Growing up, I always remembered the image at the top of this post as a familiar sight in the library of my mother’s sister’s home.
It was a print about 11” x 14”, and I didn’t know the name of the original painting or the artist.
Years later I would discover that was the work of John Koch whose 1964 painting “The Sculptor” would become a favorite in my high school years and a key to his world.
The painting above “The Cocktail Party” from 1956 features a number of famous heads that would eventually become familiar to me as I grew up, including Virgil Thompson and Koch himself attending bar. I came to love Koch’s work that often juxtaposed ornately appointed Upper East Side residences with frankly nude bodies or commissioned portraits of his wealthy clientele and peers.
How fitting, then, that over this long weekend I’ve been devouring The Grand Surprise, the journals, letters and random musings of Leo Lerman who is the bearded man crouching in the foreground. It’s filled with tons of dishy, bitchy gossip. A few excerpts:
“Andy Warhol more wraith than ever – the badly complected boy who never grew up, but became craftier and craftier, filling with a slow-seeming cunning and a positive-seeming cunning and a positive destruction – lighting up like a tallow candle whose flame burns dimly within the candle rather than atop it. He lights shallow, surface places hitherto hidden.”
“Faye Dunaway – very Okie – albino in atmosphere. She has determination. Her technique shows like some girls’ slips or brassiere straps.”
There are plenty of nasty accounts of sexual couplings and groupings of all combinations, but they don’t equal the pithy dissing such as these.
In many ways it’s like entering the cocktail party illustrated by Koch half a century ago, a world I longed to enter as a child with my aunt as a guide. She was fond of such gatherings, or – as she tended to put it -- “fancied putting on an affair.” She used quite a number of words as verbs in a way that most people in the heartland never would. She also would often tell me, “Might I be so bold as to suggest…” or “Oh, humor me, if you will.”
At the time I thought she meant that she wanted me to make her laugh. Of course the actual definition of that word as a verb is: To comply with the wishes or ideas of (another): cater, gratify, indulge. Reading the accounts of Lerman and his circle that included Capote, Vidal and other gay men of a particular era reminds me of the women from a certain class who needed a mascot or jester to humor them in that definition of the word.
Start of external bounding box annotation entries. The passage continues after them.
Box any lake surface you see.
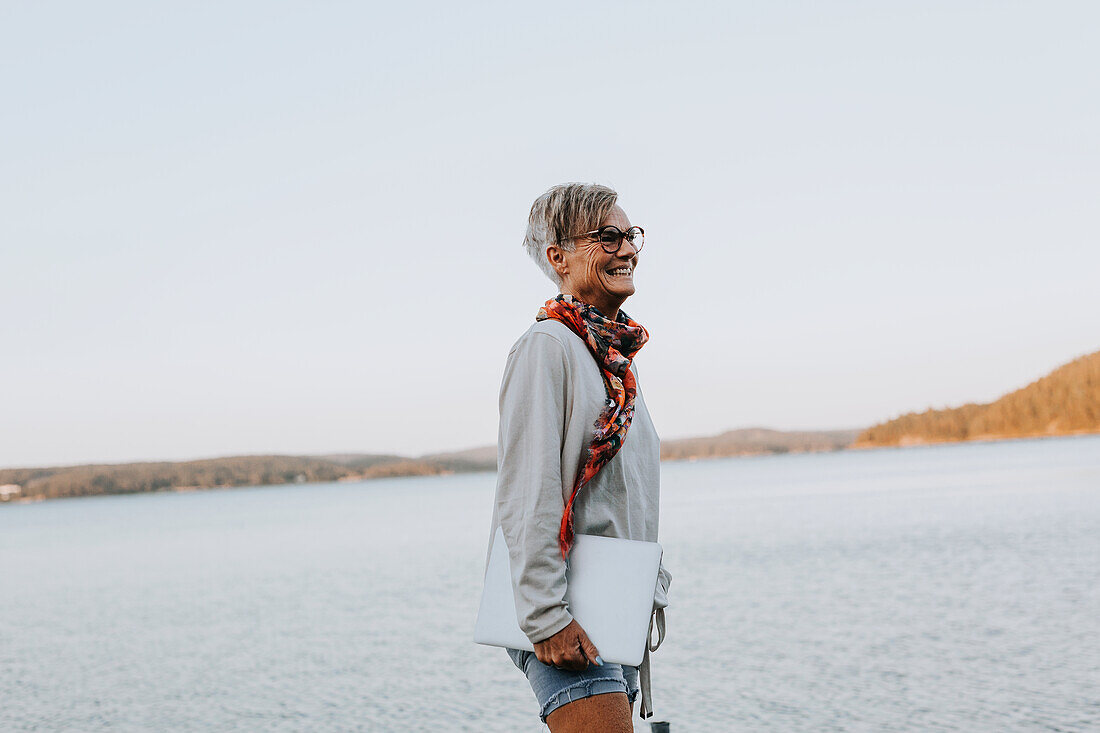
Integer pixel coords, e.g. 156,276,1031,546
0,436,1100,732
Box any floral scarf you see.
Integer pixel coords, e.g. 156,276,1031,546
535,295,649,558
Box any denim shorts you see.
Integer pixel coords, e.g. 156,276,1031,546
505,649,639,723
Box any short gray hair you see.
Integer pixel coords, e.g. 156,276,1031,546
524,183,618,285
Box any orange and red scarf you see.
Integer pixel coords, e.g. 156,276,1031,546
535,295,649,557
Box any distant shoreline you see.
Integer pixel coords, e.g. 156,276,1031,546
0,428,1100,506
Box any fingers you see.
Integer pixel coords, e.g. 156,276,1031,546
535,620,604,671
578,626,604,667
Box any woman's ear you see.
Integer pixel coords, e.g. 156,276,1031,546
547,244,569,277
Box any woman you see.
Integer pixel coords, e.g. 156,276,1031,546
491,184,671,733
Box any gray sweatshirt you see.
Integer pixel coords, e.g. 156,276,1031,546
486,320,672,644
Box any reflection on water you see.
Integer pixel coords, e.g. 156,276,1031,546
0,437,1100,732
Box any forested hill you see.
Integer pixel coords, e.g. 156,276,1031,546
855,351,1100,448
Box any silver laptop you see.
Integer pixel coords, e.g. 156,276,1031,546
474,527,661,667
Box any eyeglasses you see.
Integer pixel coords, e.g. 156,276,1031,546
558,225,646,254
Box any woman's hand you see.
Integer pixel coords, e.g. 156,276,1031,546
535,619,604,671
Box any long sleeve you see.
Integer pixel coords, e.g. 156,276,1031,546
496,333,573,644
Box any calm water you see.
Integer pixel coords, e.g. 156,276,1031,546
0,437,1100,732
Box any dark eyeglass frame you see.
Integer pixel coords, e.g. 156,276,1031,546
558,225,646,254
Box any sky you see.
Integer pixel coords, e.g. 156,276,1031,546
0,1,1100,467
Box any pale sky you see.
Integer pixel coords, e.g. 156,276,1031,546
0,1,1100,467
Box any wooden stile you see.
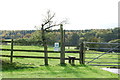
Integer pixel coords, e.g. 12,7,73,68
10,39,13,63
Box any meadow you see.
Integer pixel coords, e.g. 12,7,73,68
0,45,118,78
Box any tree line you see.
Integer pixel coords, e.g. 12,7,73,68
0,27,120,45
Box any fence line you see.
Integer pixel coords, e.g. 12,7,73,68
0,39,84,64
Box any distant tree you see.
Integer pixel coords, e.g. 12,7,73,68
70,33,79,45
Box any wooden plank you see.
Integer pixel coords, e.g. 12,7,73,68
60,24,65,64
89,48,119,50
0,49,79,53
85,61,120,64
84,42,120,45
89,64,120,66
0,55,80,60
85,57,120,60
79,42,85,64
0,41,42,43
10,39,13,63
41,25,48,65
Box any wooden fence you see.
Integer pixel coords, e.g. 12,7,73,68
0,39,85,64
84,42,120,66
0,39,120,66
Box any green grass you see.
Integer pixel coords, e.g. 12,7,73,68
0,45,118,78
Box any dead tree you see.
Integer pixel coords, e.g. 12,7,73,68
41,10,67,65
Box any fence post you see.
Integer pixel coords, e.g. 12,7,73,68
60,24,65,64
41,25,48,65
10,39,13,63
79,42,85,64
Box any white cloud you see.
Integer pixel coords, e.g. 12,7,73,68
0,0,118,30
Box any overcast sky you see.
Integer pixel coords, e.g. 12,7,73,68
0,0,119,30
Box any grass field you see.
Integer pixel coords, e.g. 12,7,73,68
0,45,118,78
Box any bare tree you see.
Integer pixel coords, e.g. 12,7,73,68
41,10,67,65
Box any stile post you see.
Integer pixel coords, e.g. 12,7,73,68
79,42,85,64
60,24,65,64
42,25,48,65
10,39,13,63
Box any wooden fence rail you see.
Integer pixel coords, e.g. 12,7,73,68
0,39,84,65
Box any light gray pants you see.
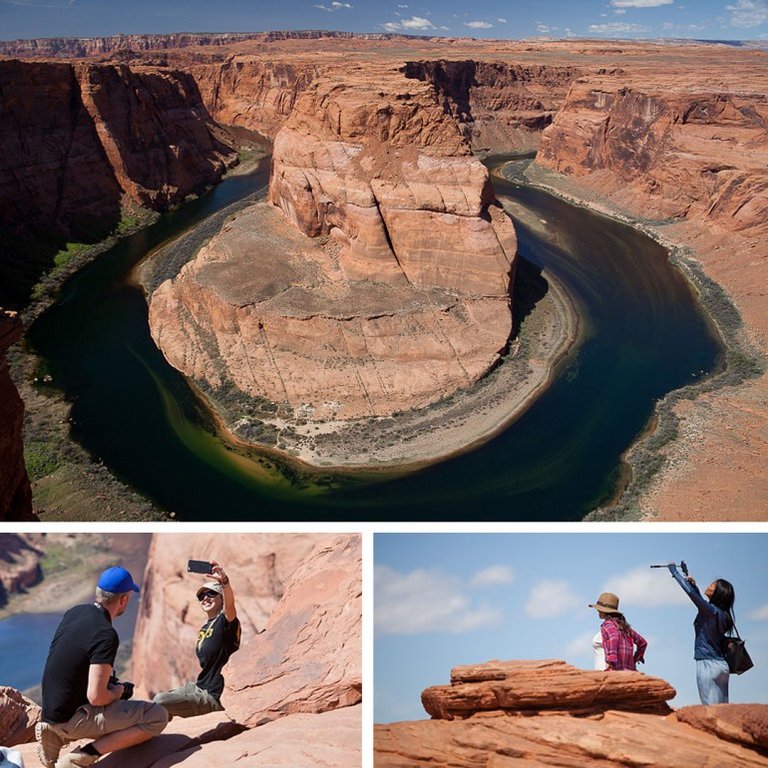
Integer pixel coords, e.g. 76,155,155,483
696,659,730,704
152,683,224,717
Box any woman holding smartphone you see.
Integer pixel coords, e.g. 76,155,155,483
154,561,240,717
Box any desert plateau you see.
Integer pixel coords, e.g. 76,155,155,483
0,32,768,521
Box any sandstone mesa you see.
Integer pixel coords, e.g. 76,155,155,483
374,660,768,768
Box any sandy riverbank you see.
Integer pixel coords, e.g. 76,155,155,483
526,165,768,522
141,190,579,471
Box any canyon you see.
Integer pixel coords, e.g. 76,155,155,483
0,34,768,520
0,533,362,768
374,660,768,768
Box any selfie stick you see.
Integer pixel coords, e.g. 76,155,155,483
651,560,688,576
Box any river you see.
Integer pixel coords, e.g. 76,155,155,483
22,156,722,521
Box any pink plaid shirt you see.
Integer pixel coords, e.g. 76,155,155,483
600,619,648,669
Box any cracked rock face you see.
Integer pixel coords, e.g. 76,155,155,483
374,660,768,768
150,68,517,421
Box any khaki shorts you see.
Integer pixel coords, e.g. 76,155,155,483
53,699,168,741
153,683,224,717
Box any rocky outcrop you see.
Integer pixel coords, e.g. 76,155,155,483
0,309,32,520
0,30,414,59
0,61,234,303
403,60,582,153
374,661,768,768
536,76,768,236
0,685,41,747
132,533,344,696
421,661,676,720
0,533,42,607
150,64,516,421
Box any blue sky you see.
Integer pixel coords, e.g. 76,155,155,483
374,532,768,723
0,0,768,40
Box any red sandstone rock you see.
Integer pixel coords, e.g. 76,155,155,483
0,309,32,521
374,661,768,768
374,711,768,768
225,536,362,727
132,533,332,705
0,533,43,605
675,704,768,750
0,685,40,747
421,661,676,720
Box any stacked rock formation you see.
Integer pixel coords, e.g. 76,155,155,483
0,309,32,520
374,661,768,768
150,63,516,420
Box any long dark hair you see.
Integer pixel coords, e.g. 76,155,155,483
709,579,736,632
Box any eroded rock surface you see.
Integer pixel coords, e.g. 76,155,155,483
0,309,32,520
150,63,516,420
374,661,768,768
421,660,676,720
0,685,42,747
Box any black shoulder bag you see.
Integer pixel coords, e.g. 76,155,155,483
723,612,754,675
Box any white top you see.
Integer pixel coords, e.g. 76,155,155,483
592,629,605,672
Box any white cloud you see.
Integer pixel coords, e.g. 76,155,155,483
525,579,584,619
747,603,768,621
589,22,648,35
611,0,675,8
381,16,435,32
315,2,353,13
374,566,501,635
725,0,768,28
595,567,688,611
470,565,515,587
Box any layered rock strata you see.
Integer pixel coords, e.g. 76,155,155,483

The lap dog homos were deluding into thinking they were expected to perform some giggle inducing stunt or utter a pithy witticism.
My aunt deluded herself into thinking that she was the caliber of swan that should attract a similar circle of younger men who would admire and exalt her with unfailing good humor.
Ever since her suicide this past Christmas, I’ve struggled with trying to write about her legacy intertwined with my own self-perception and our relationship which was simultaneously close and distant, cold but intense, filled with contempt and mutual admiration. She introduced me to Scott Walker, Poulenc, Proust and John Koch. She would excite and devastate me in the course of a weekend visit to her tastefully appointed home. She felt it her role to instruct and insult me, always with disquieting calmness. She embodied one of my favorite quotes from David Mamet: “The greatest test of superiority is to never be upset by impertinence.” Thus she never raised her voice or exhibited any emotion beneath her elegant mask, and she uttered the most devastating dismissals with an exquisitely graceful smile.
Reading Lerman’s book feels like a portal into the world she deluded herself and me into believing that we might someday be a part of. Much like Capote’s mother Nina, she longed to be a part of the Park Avenue registry, a goal she strove through upwardly mobile serial marriages. When, late in her career, she briefly put a ring on her finger that took her to that world – albeit a few doors down on Lexington Avenue – it ultimately proved to be a disappointment when she was not the focus of the spotlight. She was a nobody in the 10028 zip code. It was much easier to attract admirers as a swan in the shallow waters of Kansas City.
This Memorial Day, my thoughts go back to those years when I tried to humor her and the futility of indulging and attempting to gratify someone whose approval is ultimately the empty space at the end of a maze of ornately appointed rooms.